Black Eye Gallery
Nearly every photographer who worked during the analog age ended up, at some point in their life or career, with a bag of stray rolls of film. Orphans. Lost. Thirty-six frames of mystery. These rolls represented the odd range of what was possible as a film photographer. Black and white high speed, slow speed, color transparency, color negative, 35mm, 120mm, 220, tungsten and even C-41 black and white.
When low on film or money a photographer might shoot a partial roll, rewind it, but leave the leader of the film out so that the roll could be reloaded at some future point and finished off. Often times that partial roll, again due to lack of funds or lack of memory about exactly what was on that particular roll caused the shooter to toss it into the lost pile. Tucked away in an old gear bag, in a closet or even in the refrigerator, these lost film piles would continue to grow, some to legendary proportions.
Most photographers threw these lost rolls of film away. I know because many of my colleagues and friends know I’m still a film fan, and I prefer to use film for most of my work, so when they find their stray rolls they typically also find their out-of-date, expired, unused film and call to ask if I want it.
The conversation typically revolves around their hanging on to film as long as they could, their subsequent fall into digital and their regret for not doing anything with the film they were about to throw away. Their giving up became my reward.
Ron didn’t throw his film away.
Based on the “analog” data attached to the rolls, meaning what was written on the canisters in Sharpie, the film dated back as far as 1990 and the famine in Somalia. As for how recent the “newest” rolls were it was a mystery, but his best guess placed his last film rolls around the 2001 timeframe. (He was wrong.) Turns out there are rolls from 2012.

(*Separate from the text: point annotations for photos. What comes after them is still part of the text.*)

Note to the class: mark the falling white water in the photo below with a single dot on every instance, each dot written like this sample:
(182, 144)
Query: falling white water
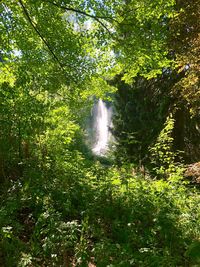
(102, 123)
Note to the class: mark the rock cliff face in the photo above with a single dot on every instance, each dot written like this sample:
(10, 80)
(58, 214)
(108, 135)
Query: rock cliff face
(193, 172)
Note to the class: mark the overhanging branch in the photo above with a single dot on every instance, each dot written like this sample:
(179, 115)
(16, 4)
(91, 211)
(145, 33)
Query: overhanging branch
(39, 34)
(97, 18)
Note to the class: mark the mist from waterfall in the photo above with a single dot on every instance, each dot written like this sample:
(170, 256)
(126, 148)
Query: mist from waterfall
(102, 122)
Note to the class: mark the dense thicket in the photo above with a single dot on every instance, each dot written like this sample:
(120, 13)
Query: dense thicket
(142, 107)
(62, 206)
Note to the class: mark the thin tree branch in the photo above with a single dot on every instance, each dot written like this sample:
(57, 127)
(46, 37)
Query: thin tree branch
(97, 18)
(39, 34)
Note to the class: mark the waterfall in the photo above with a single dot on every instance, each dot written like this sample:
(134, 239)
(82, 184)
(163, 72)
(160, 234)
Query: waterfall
(102, 121)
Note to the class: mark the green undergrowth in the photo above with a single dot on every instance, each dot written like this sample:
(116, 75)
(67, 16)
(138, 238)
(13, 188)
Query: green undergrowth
(75, 212)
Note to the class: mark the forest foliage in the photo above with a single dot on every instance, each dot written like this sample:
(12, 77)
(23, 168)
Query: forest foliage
(63, 206)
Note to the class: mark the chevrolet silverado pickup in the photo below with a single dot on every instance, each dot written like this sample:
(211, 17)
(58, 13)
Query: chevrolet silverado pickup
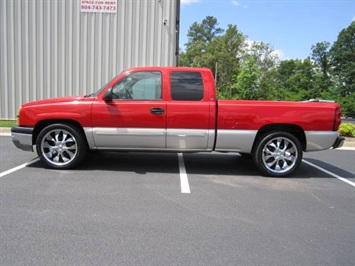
(174, 109)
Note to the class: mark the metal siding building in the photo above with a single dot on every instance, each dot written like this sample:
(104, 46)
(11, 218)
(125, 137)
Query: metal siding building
(52, 49)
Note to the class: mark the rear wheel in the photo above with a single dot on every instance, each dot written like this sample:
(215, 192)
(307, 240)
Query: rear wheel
(61, 146)
(278, 154)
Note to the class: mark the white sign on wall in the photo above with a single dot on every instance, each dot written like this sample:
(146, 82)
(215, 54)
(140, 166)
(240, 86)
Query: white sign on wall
(98, 6)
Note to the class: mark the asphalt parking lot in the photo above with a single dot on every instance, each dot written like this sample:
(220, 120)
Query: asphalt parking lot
(170, 209)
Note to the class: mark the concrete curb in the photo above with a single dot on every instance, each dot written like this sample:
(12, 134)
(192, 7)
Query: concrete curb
(349, 143)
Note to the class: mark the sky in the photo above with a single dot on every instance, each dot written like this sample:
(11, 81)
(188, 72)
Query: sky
(291, 27)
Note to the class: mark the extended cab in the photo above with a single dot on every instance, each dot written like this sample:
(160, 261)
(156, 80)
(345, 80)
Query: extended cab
(175, 109)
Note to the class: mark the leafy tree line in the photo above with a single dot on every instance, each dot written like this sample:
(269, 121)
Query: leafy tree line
(252, 70)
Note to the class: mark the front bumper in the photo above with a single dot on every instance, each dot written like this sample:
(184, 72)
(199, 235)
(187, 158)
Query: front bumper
(22, 137)
(338, 142)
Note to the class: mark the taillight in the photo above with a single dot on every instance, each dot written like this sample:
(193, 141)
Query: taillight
(18, 116)
(337, 119)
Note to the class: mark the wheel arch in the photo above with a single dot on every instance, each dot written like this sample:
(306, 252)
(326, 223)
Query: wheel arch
(295, 130)
(44, 123)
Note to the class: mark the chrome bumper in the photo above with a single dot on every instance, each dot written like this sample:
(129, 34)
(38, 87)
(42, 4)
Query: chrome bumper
(22, 137)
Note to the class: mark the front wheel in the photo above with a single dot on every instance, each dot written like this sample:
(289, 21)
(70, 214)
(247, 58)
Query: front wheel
(61, 146)
(278, 154)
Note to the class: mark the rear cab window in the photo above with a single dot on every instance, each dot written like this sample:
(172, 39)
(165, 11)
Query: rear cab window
(186, 86)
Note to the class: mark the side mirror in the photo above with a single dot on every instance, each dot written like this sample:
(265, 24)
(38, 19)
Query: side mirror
(107, 96)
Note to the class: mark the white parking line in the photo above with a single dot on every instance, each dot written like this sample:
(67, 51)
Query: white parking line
(330, 173)
(184, 181)
(18, 167)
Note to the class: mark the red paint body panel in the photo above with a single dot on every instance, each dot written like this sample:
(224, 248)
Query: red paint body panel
(253, 115)
(232, 114)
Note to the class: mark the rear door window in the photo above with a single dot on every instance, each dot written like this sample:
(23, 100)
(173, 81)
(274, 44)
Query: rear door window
(186, 86)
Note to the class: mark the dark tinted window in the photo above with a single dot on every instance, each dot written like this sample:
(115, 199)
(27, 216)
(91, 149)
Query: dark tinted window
(186, 86)
(145, 85)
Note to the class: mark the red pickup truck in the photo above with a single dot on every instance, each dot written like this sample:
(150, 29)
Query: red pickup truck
(174, 109)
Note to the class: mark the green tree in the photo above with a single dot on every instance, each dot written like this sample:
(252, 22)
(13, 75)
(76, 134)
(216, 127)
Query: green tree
(204, 32)
(248, 80)
(342, 56)
(323, 82)
(228, 50)
(295, 80)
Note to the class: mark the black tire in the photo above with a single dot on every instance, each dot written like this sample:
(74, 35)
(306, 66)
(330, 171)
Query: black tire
(278, 154)
(61, 146)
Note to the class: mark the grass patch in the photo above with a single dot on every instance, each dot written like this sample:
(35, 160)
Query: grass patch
(8, 123)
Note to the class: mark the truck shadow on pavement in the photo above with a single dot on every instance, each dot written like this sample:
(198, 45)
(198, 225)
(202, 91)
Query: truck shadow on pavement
(228, 164)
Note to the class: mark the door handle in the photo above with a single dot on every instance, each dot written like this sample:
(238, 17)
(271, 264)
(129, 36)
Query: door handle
(157, 111)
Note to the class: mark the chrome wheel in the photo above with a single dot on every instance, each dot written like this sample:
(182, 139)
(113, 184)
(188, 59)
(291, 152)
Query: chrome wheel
(279, 155)
(59, 147)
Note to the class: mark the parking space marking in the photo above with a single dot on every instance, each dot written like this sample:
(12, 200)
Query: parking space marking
(18, 167)
(330, 173)
(184, 181)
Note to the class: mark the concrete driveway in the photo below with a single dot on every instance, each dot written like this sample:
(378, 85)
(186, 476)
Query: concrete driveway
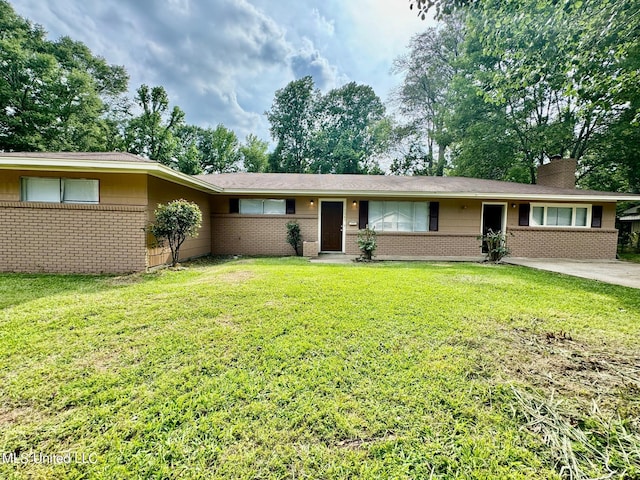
(609, 271)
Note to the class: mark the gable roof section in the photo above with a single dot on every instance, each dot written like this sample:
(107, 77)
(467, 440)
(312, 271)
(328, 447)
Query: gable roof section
(106, 162)
(398, 186)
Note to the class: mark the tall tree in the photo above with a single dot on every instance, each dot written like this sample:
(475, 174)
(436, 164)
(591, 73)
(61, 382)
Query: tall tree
(292, 119)
(254, 154)
(219, 148)
(53, 95)
(153, 132)
(424, 96)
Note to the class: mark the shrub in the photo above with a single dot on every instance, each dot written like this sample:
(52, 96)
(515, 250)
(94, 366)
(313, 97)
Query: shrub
(367, 242)
(496, 243)
(174, 222)
(294, 238)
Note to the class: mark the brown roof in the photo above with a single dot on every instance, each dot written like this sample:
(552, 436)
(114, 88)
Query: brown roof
(382, 185)
(99, 156)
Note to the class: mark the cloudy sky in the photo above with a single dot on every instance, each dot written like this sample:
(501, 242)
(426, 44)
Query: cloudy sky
(221, 61)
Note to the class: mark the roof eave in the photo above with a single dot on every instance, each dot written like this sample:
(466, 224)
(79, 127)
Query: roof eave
(107, 166)
(413, 194)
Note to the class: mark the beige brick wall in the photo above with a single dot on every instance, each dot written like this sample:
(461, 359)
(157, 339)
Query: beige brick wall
(66, 238)
(161, 191)
(551, 242)
(115, 188)
(257, 234)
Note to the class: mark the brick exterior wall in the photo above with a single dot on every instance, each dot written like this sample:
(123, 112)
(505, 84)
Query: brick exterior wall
(257, 234)
(162, 191)
(550, 242)
(68, 238)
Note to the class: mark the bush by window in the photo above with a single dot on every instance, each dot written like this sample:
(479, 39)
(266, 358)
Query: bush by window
(391, 216)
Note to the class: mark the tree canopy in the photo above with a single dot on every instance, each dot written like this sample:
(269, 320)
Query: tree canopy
(531, 81)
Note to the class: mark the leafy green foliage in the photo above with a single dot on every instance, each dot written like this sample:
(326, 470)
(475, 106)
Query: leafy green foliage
(152, 134)
(367, 242)
(174, 222)
(292, 121)
(340, 132)
(254, 154)
(294, 237)
(423, 99)
(53, 95)
(495, 244)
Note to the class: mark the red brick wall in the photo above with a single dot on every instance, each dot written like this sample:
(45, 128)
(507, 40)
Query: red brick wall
(67, 238)
(552, 242)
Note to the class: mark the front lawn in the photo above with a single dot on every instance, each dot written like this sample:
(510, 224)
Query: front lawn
(277, 368)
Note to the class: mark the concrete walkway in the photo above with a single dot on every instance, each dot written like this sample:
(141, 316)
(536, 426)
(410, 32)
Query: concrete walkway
(609, 271)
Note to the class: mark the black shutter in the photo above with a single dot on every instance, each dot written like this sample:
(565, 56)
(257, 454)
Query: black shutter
(291, 206)
(363, 214)
(434, 210)
(596, 216)
(523, 218)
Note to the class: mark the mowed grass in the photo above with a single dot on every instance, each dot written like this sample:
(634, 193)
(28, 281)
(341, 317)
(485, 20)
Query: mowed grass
(277, 368)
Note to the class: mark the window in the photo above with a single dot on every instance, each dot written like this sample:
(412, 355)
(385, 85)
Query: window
(559, 215)
(399, 216)
(259, 206)
(59, 190)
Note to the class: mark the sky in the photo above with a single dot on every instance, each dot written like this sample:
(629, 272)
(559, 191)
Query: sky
(221, 61)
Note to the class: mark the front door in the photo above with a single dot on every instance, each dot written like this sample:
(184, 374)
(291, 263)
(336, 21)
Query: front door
(492, 219)
(331, 226)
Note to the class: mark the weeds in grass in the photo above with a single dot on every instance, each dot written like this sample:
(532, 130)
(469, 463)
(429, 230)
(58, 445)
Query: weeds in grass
(582, 446)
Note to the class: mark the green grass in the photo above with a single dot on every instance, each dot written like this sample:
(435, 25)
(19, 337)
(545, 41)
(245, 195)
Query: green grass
(277, 368)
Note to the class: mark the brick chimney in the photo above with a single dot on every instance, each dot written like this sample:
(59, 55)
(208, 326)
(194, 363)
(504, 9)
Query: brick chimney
(559, 172)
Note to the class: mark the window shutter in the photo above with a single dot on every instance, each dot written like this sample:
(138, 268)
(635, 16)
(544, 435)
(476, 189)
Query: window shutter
(434, 210)
(363, 214)
(596, 216)
(291, 206)
(523, 218)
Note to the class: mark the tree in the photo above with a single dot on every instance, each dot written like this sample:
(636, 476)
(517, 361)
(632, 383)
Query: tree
(254, 154)
(152, 134)
(53, 95)
(292, 118)
(174, 222)
(339, 132)
(351, 130)
(219, 149)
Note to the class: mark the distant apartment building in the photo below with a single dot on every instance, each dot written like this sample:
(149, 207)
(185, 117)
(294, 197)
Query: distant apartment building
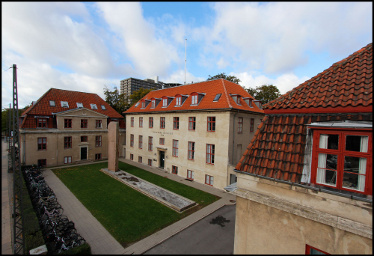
(66, 127)
(197, 131)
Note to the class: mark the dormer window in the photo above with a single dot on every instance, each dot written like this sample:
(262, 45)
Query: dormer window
(64, 104)
(342, 159)
(217, 97)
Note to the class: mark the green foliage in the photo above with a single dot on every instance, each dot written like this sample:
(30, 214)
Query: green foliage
(116, 100)
(233, 79)
(138, 95)
(264, 93)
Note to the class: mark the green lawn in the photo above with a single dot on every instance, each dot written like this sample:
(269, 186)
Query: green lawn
(126, 213)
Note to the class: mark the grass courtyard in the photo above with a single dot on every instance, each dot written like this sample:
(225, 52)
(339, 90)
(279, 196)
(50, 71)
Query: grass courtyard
(126, 213)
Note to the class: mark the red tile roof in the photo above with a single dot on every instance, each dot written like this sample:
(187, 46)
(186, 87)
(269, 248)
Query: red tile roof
(347, 84)
(42, 106)
(277, 148)
(209, 88)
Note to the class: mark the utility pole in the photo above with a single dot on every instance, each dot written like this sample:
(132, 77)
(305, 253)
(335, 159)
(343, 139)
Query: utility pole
(185, 60)
(19, 238)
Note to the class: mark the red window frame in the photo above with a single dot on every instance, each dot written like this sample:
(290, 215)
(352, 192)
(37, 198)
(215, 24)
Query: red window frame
(341, 153)
(131, 140)
(68, 142)
(192, 123)
(240, 124)
(140, 141)
(162, 122)
(174, 169)
(210, 150)
(211, 123)
(191, 150)
(67, 123)
(42, 143)
(175, 148)
(175, 123)
(209, 180)
(98, 141)
(150, 143)
(252, 127)
(150, 123)
(84, 123)
(42, 123)
(99, 124)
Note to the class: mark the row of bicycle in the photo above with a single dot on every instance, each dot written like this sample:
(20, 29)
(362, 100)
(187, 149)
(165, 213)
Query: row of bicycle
(59, 232)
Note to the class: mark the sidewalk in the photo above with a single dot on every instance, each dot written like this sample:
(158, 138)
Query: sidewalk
(6, 202)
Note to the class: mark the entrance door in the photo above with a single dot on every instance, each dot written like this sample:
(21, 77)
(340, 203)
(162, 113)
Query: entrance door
(162, 159)
(83, 153)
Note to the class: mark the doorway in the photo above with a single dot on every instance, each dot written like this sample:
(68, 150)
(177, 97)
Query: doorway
(162, 159)
(83, 153)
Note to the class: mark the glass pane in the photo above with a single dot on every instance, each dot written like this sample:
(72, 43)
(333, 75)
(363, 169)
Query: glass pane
(356, 143)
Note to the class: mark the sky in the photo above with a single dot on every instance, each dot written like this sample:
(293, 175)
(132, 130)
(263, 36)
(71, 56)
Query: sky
(89, 46)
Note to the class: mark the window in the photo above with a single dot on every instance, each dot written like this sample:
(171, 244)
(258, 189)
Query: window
(210, 153)
(162, 122)
(64, 104)
(209, 180)
(98, 141)
(42, 123)
(67, 142)
(150, 122)
(42, 162)
(191, 150)
(140, 141)
(178, 101)
(190, 174)
(42, 143)
(194, 99)
(191, 123)
(150, 143)
(309, 250)
(174, 169)
(175, 148)
(83, 123)
(252, 127)
(240, 125)
(131, 140)
(176, 123)
(67, 123)
(99, 124)
(342, 160)
(211, 123)
(216, 98)
(67, 160)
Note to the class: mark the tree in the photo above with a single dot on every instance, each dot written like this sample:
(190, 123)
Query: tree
(115, 100)
(264, 93)
(233, 79)
(137, 95)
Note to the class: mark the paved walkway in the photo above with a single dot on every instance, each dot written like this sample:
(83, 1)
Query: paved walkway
(98, 237)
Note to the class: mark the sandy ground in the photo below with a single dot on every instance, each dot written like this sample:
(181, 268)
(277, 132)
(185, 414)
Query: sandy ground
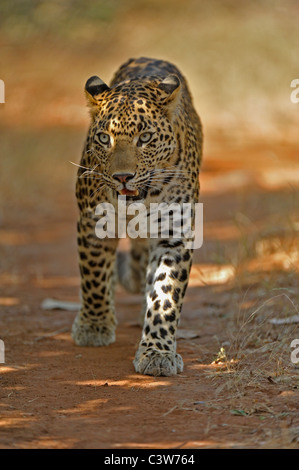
(239, 388)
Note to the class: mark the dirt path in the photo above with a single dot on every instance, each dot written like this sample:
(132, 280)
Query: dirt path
(239, 386)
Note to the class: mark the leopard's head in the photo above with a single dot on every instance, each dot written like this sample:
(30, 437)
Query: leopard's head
(132, 138)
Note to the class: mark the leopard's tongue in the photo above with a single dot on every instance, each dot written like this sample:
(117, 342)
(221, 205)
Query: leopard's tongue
(128, 192)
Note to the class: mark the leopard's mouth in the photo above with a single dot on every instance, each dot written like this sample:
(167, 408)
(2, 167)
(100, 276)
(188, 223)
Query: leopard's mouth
(133, 195)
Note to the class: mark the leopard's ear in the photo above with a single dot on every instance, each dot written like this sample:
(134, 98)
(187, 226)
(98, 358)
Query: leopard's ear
(94, 87)
(171, 86)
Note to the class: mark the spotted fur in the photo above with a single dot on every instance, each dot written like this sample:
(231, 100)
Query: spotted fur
(145, 142)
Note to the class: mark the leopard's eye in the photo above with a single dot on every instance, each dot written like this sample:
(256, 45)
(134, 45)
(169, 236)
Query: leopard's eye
(103, 138)
(144, 138)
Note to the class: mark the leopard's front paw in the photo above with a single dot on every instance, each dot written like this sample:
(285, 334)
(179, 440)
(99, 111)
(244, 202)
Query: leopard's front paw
(154, 362)
(89, 334)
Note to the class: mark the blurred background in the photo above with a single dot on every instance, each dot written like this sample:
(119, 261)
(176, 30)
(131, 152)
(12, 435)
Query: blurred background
(239, 58)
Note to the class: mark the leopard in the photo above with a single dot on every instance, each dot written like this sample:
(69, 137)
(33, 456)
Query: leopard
(144, 144)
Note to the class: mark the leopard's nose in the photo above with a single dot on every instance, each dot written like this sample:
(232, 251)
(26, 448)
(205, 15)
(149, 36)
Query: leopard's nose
(123, 177)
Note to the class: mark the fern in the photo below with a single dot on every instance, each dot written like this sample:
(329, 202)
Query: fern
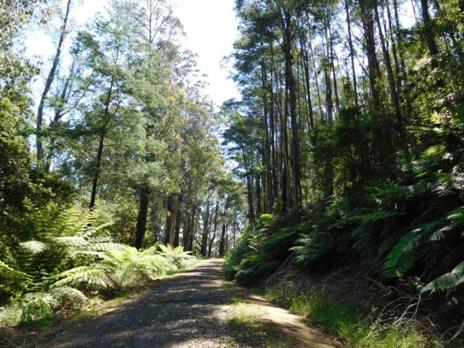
(87, 277)
(448, 281)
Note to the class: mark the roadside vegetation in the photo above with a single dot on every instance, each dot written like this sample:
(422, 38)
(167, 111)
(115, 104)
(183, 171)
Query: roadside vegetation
(349, 139)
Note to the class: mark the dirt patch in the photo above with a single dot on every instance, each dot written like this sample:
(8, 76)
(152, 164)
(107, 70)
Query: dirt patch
(192, 309)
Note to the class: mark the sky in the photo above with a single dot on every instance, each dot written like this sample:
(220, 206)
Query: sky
(210, 27)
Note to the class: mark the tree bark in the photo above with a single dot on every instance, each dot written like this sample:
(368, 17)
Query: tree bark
(101, 141)
(48, 83)
(204, 237)
(142, 218)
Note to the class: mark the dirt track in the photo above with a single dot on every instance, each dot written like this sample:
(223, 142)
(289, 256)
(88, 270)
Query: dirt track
(188, 310)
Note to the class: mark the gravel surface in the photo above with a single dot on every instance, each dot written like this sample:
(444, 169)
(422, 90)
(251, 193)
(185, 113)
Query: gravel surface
(191, 309)
(188, 310)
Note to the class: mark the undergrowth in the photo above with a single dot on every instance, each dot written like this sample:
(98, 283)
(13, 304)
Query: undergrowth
(71, 262)
(343, 320)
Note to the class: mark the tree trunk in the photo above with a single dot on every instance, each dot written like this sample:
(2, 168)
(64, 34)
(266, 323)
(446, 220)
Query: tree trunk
(176, 241)
(142, 218)
(49, 81)
(350, 42)
(96, 175)
(170, 221)
(429, 33)
(391, 78)
(204, 237)
(210, 248)
(290, 87)
(222, 244)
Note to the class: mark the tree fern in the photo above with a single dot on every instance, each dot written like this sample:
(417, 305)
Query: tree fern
(448, 281)
(85, 277)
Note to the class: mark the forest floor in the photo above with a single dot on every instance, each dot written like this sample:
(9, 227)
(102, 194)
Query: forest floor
(193, 309)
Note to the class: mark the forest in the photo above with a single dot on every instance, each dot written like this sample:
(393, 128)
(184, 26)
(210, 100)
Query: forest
(336, 182)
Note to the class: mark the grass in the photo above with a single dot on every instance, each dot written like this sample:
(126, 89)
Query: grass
(343, 320)
(245, 326)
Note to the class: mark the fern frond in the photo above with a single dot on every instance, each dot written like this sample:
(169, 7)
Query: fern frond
(447, 281)
(83, 276)
(66, 293)
(34, 246)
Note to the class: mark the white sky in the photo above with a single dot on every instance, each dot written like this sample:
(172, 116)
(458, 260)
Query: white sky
(210, 27)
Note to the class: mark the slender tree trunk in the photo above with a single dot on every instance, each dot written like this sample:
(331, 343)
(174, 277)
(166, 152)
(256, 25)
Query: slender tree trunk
(210, 247)
(176, 241)
(170, 221)
(251, 211)
(204, 237)
(222, 244)
(290, 87)
(192, 230)
(350, 42)
(48, 83)
(307, 80)
(390, 76)
(429, 33)
(101, 143)
(142, 218)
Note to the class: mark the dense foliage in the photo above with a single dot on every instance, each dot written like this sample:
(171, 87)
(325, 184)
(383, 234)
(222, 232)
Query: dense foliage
(350, 133)
(110, 164)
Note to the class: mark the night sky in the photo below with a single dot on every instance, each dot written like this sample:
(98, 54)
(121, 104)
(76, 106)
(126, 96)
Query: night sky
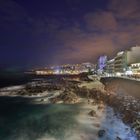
(37, 33)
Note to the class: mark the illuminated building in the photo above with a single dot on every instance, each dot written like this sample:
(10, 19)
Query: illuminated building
(120, 64)
(135, 68)
(102, 61)
(110, 66)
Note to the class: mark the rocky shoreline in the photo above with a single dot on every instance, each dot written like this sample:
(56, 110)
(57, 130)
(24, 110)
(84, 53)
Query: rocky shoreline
(72, 91)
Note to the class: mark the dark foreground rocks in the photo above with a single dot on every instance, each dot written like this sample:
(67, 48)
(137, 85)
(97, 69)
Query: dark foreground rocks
(101, 133)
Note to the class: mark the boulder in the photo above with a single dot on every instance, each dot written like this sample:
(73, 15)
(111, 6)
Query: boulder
(92, 113)
(101, 133)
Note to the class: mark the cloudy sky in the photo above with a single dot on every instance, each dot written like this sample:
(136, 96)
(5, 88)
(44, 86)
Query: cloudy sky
(44, 32)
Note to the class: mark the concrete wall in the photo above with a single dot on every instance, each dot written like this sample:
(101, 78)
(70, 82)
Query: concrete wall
(120, 85)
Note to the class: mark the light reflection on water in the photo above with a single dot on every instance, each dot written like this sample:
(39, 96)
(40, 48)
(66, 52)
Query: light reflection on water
(24, 121)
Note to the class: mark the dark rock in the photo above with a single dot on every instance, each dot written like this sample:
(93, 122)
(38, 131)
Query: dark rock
(92, 113)
(118, 138)
(101, 133)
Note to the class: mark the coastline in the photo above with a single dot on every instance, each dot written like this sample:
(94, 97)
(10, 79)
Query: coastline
(91, 94)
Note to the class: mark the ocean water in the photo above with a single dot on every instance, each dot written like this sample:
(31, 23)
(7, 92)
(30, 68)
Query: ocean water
(20, 119)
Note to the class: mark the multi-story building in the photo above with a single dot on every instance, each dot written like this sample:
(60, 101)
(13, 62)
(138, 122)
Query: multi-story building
(133, 55)
(135, 68)
(110, 66)
(102, 61)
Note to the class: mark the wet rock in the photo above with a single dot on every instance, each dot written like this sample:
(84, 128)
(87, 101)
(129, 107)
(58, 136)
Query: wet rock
(92, 113)
(101, 133)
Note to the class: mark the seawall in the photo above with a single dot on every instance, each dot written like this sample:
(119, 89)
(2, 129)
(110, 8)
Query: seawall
(120, 85)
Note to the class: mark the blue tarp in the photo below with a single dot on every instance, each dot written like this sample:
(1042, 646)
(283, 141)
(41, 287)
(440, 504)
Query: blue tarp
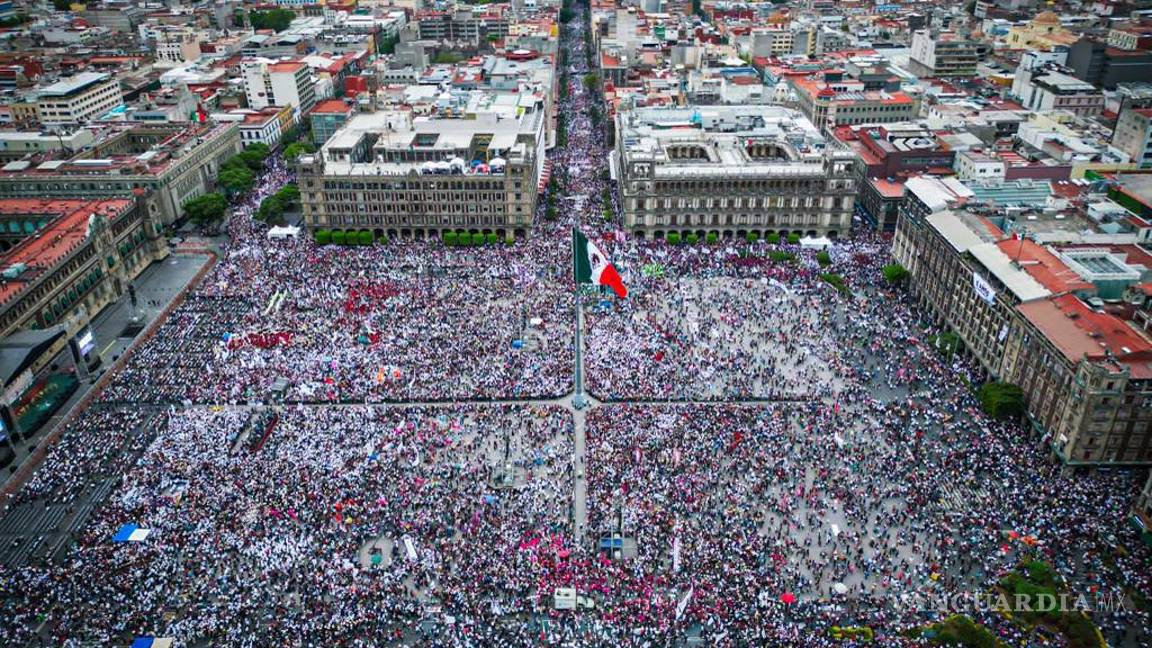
(122, 535)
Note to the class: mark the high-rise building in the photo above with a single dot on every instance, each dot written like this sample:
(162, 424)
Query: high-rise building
(279, 83)
(1132, 135)
(944, 54)
(394, 175)
(730, 170)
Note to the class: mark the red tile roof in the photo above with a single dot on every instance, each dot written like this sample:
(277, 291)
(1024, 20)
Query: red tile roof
(1044, 266)
(66, 231)
(1078, 331)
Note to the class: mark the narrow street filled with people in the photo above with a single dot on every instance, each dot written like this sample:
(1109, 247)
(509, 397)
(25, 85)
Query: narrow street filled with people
(377, 446)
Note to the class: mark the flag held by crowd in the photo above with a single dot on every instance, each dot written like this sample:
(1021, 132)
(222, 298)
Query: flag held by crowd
(592, 265)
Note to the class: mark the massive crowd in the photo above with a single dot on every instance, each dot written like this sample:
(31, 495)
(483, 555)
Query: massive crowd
(869, 481)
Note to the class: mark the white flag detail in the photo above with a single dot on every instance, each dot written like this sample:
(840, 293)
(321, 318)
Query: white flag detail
(683, 603)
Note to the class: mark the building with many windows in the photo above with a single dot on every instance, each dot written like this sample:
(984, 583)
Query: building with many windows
(393, 174)
(83, 256)
(1033, 315)
(730, 170)
(944, 54)
(1132, 135)
(279, 83)
(78, 99)
(172, 163)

The second unknown was what condition the film would be in after being kept in “closets, next to heaters.” Film has legendary archival characteristics, so I felt there was a good chance there would be recognizable images, but also knew that latent image keeping properties varied from film to film. Processing the film was a risk, but one that seemed acceptable. The creative industry talks about risk, but failure is no longer viewed as a commendable adventure. The world is too perfect now, but we were lucky because perfect was not something we were after.
What we were after, we found. Magic. Pure magic.
Northern Ireland riots, gangs in El Salvador, friends, Kosovo, family, China, Arafat, girlfriends, Iraq, photographers, advertising, refugees, Bill Clinton, Bob Carey, Al Gore and a wild mix of lost memories that forced Ron to sit quietly while doing mental detective work.
But there was more. The film wasn’t perfect. In fact the film was, in some cases, massively flawed. But it was BEAUTIFUL. A blend of mold, pooling dye, time and fog, the film had transformed into one-of-a-kind analog artwork representing some of the most important stories in recent history.
This is not a story about “look at how great my images are.” This is a story about the film era, the life of one of the most important conflict photographers in American history and the story of someone who didn’t throw this history and these moments away.
This story, and the reality of lost film, also hits home for countless other people who still have bags of lost rolls darkening the corners of their house, attic, etc.